While Maeve Brennan seems to have been an incredibly interesting person, this biography is incredibly dull. It took me 6 months to make it through the dense catalogue of every address where she or anyone she ever knew lived, every flower that her mother grew in every house, every minute detail of her life. It was almost like the writer was trying to prove how much she knew about Brennan. The footnotes alone are something like 100 pages. It's interesting in parts, but it's just so dense that I made very little progress. The first third of the book is not even about Maeve, but about her entire family and history - which I know is important to her historical context and the writer she became. There was just way too much of everything, even the things that were good. It did get better toward the end, once Maeve and her writing were the focus, and I'm glad I finally did finish it. But it was slow going.
This book was received from the publishers through the Goodreads First Reads program. Thank you!
I wish I had learned more about Maeve Brennan and her extended family (her nephew is Roddy Doyle) from this biography. There is a lot of info about her father who was close to De Valera. A good book though, lots of info on the New Yorker crowd.
Taking off across the ocean yet again and forced to abandon my growing library behind me, I leave off this biography at the point where Maeve moves to D.C. with her family. So I haven't actually gotten to her New Yorker days.
I can attest, however, that the first half of the book can also double as a Brief Social History of Ireland, an Introduction to Irish Vocabulary, and a Survey of Architectural Development in Suburban Dublin, 1918-1930. It's as if the writer has put in every single interesting fact she has come across in her research, and while yes, on some level it is all very interesting, it is also mostly just TMI.
An enlightening read if you're taking it piece by tiny piece, and also recommended for those who have already read Brennan's works. Bourke really places an emphasis on integrating Brennan's corpus into the biography - which is understandable, and probably important for an account of a writer's life. If only the integration wasn't so disorienting at times! For what it's worth, I did go out and buy The Springs of Affection and The Long-Winded Lady (both poor, out of print editions that they are!), so I'm looking forward to getting to know Brennan as a writer.

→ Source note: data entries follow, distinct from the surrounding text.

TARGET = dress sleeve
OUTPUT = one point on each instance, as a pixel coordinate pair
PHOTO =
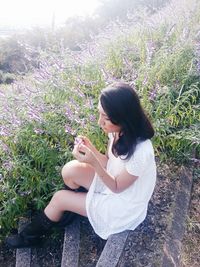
(139, 161)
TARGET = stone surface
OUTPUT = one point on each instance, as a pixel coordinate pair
(113, 250)
(70, 255)
(172, 246)
(23, 255)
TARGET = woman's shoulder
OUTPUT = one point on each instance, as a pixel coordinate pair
(144, 144)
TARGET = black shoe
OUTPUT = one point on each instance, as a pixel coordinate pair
(32, 233)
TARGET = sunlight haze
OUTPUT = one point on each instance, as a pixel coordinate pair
(23, 13)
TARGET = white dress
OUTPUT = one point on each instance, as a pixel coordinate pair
(111, 213)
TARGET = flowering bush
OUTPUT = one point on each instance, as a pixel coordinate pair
(41, 114)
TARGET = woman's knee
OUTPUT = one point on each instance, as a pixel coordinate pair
(68, 169)
(58, 197)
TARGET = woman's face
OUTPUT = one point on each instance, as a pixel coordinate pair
(105, 123)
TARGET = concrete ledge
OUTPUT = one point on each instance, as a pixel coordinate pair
(113, 250)
(172, 245)
(70, 254)
(23, 255)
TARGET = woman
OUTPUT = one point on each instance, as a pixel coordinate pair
(119, 183)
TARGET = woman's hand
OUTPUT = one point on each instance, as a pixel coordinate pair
(87, 142)
(83, 154)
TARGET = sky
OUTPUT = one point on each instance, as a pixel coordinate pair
(28, 13)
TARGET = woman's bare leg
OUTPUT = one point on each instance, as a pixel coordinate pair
(76, 174)
(65, 200)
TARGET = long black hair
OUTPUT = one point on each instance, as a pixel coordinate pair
(122, 106)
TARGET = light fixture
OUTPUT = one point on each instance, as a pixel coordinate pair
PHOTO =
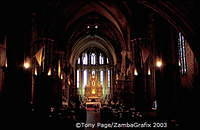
(27, 65)
(159, 63)
(149, 71)
(49, 72)
(135, 72)
(35, 71)
(96, 26)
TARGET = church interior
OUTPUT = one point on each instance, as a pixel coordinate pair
(101, 61)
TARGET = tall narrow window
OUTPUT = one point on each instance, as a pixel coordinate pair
(101, 61)
(85, 59)
(79, 61)
(101, 77)
(84, 78)
(108, 78)
(93, 72)
(93, 59)
(77, 78)
(107, 60)
(182, 54)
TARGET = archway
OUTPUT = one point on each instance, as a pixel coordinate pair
(93, 60)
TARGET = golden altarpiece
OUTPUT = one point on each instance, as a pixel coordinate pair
(93, 89)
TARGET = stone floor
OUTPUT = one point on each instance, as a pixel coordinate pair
(93, 117)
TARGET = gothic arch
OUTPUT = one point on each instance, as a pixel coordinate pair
(88, 42)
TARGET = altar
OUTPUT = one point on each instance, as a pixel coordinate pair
(93, 89)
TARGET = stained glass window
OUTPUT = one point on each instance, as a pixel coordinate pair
(182, 54)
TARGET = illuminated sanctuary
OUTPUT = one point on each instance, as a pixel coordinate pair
(140, 58)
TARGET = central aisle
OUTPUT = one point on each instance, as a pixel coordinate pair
(93, 117)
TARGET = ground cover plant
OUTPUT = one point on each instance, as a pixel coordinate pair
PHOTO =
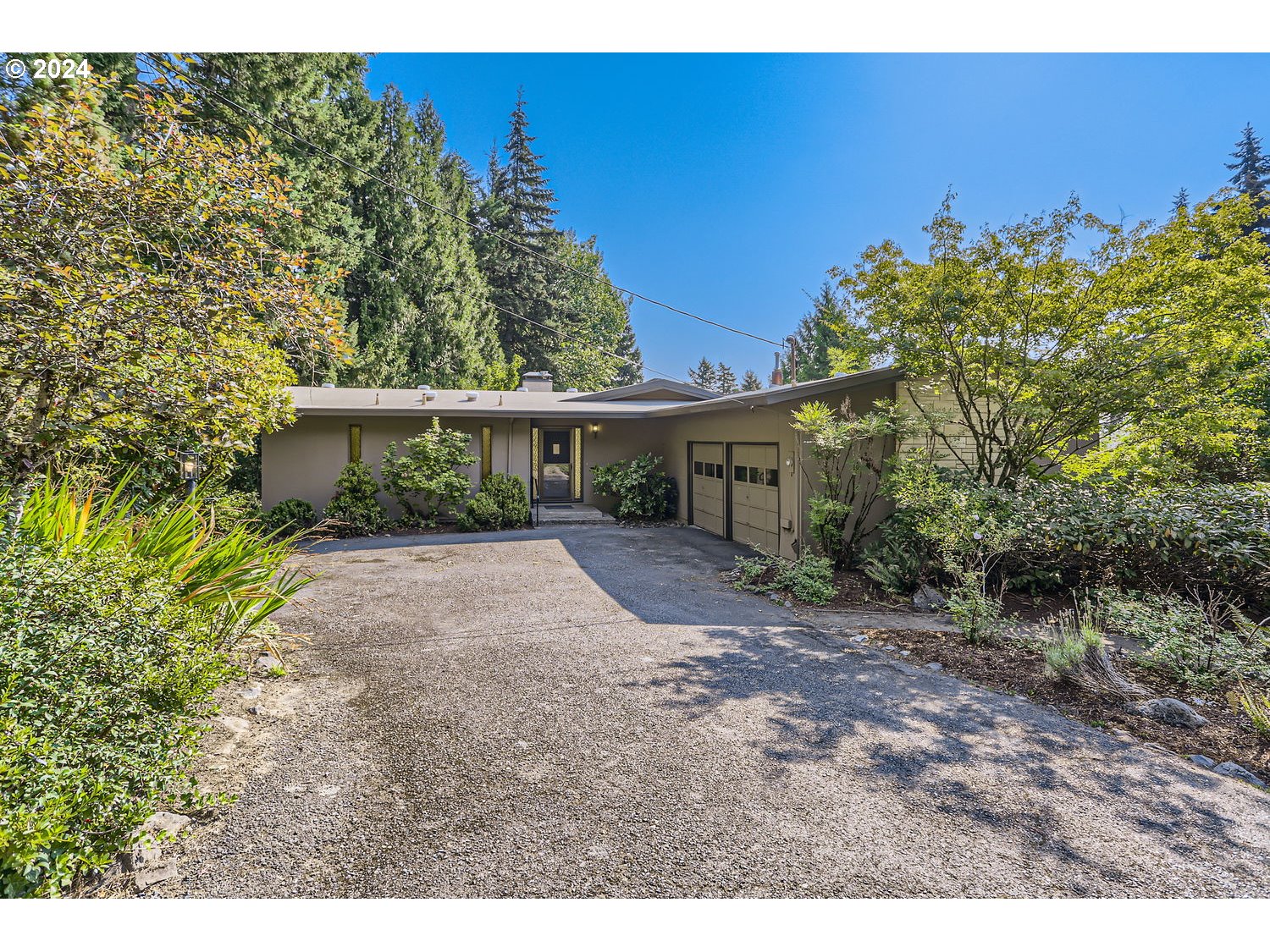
(117, 621)
(502, 503)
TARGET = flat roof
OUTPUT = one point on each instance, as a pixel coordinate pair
(345, 401)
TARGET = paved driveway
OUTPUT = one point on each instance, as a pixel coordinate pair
(588, 711)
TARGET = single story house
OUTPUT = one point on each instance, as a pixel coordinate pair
(736, 459)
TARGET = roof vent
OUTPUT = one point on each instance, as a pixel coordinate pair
(536, 380)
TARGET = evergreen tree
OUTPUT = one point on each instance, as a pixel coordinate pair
(427, 320)
(599, 350)
(726, 380)
(1251, 174)
(705, 375)
(520, 205)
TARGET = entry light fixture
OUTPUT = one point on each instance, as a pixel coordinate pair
(187, 461)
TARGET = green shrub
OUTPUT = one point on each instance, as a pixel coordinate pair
(502, 503)
(809, 579)
(642, 492)
(117, 621)
(230, 509)
(898, 559)
(106, 677)
(1112, 532)
(355, 509)
(426, 479)
(1201, 644)
(291, 515)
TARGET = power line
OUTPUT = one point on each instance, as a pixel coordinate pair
(461, 218)
(591, 344)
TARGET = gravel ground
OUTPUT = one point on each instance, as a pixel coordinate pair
(587, 711)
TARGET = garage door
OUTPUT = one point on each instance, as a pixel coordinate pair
(756, 497)
(708, 505)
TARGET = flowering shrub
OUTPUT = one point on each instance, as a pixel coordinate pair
(642, 492)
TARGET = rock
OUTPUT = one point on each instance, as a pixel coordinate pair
(145, 878)
(1232, 769)
(1171, 711)
(929, 599)
(163, 822)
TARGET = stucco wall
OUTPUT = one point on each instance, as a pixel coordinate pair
(306, 459)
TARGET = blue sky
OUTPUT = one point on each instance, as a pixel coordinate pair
(726, 184)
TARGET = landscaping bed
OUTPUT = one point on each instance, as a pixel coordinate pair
(1018, 667)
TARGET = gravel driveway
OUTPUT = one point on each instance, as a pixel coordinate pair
(589, 711)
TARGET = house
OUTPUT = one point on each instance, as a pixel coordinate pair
(736, 459)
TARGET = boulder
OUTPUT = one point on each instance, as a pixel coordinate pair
(1232, 769)
(929, 599)
(1171, 711)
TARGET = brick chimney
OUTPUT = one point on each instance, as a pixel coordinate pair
(536, 381)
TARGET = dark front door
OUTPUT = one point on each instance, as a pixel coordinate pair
(556, 476)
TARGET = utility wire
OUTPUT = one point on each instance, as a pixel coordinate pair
(566, 335)
(160, 68)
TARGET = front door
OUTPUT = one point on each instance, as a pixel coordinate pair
(555, 470)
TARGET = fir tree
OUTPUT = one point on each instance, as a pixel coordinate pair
(1251, 175)
(726, 381)
(705, 375)
(599, 349)
(422, 315)
(520, 206)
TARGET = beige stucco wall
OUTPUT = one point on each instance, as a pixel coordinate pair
(305, 459)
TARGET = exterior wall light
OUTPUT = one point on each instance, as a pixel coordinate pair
(187, 462)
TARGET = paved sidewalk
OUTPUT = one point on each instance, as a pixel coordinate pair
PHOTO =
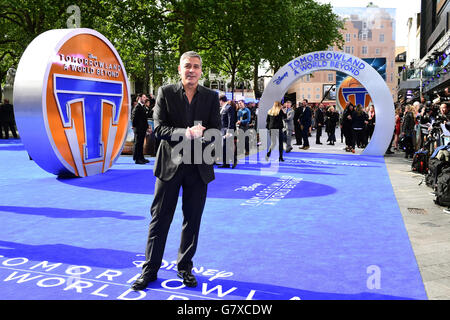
(427, 224)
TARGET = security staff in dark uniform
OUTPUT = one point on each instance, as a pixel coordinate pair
(140, 126)
(177, 108)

I found the story of Maeve Brennan -- the involvement of her parents in the Irish Ireland and freedom movements, her childhood, the family's time in Washington and her amazing literary career in New York and eventual spiral to poverty and homelessness -- to be extremely interesting and engrossing.
After reading the book and doing independent research, I wish the book included more about her later years, specifically her mental health problems and nonexistent relationship with family, to complete her biography as fully as her early years are covered in the book. Also, through research I learned of her friendship with Truman Capote and the possibility that the character of Holly Golightly was based on Maeve -- an interesting aside.
This book was tough to get through. I'm sort of ashamed to have had such a tough time hacking through it, because Bourke's research was truly impeccable and there are some glimmering gorgeous sentences buried in the book that tell you about Maeve Brennan and who she was for her time. Part of the problem is that there is a long opening section about her parents before she is even born, which felt like it could have been shorter. Then, the "juicy" parts seemed skimmed through (her marriage, her mental illness, etc.) in favor of what Bourke could document. It's a fantastic exercise in research and interpretation, but not a lot of fun to read.